Because the gallery is temporarily closed to the public due to Covid, Mr. Smyth designed the installation to be seen through the space’s large street-facing windows. Works by Mr. Smyth are also on view outdoors at Battery Park City.
Two at Harper’s Chelsea
“Lunations,” an exhibition of paintings and works on paper by Lily Wong and Ian Faden, will open at Harper’s Chelsea 534 with a reception Thursday from 6 to 8 p.m. and continue through Aug. 14.
Ms. Wong’s bulbous figures, usually naked and often with their eyes closed and in improbable positions, “hint at elusive and uncanny narratives,” according to the gallery. Mr. Faden’s images reflect the realities of vulnerable communities and draw parallels between the Covid pandemic and the AIDS epidemic.
Harper’s Gallery has also announced plans to expand, with a gallery set to launch on Melrose Avenue in Los Angeles in the fall and a 4,000-square-foot space that will open next winter in Chelsea.

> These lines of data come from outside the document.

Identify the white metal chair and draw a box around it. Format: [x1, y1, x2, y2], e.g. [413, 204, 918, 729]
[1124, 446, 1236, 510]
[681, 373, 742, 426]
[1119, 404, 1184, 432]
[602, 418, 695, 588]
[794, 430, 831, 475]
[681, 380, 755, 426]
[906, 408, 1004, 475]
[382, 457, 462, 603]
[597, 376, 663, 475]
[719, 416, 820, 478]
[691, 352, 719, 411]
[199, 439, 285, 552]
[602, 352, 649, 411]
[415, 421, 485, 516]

Rosenquist Estate to Kasmin
The Estate of James Rosenquist, a pioneer of Pop Art who lived in East Hampton from 1964 until the mid-'70s, is now represented by the Kasmin Gallery in New York City. After having worked as a billboard painter, Rosenquist developed a painterly language that juxtaposed fragmented images, often on a large scale. He is best known for “F-111,” an 86-foot-long work that took the fighter plane as its subject but interspersed its parts with images of a child under a hair dryer, lightbulbs, and spaghetti, among others.
Kasmin plans to present a major solo exhibition of Rosenquist’s work in 2022.
Honor for Virtual Studio Tour
MediaCombo, a Brooklyn-based company that designs immersive interactive digital experiences, won a Telly Award for “Tracing Paint,” the Pollock-Krasner House and Study Center’s virtual studio tour. The VR experience enables visitors to experience the studio as it was when the artists worked there, to see their paintings where they created them, and to hear them talk about their methods and motivations.
Telly Awards showcase the best work created within television and across video, for all screens. Winners are chosen from over 12,000 entries submitted each year from around the world.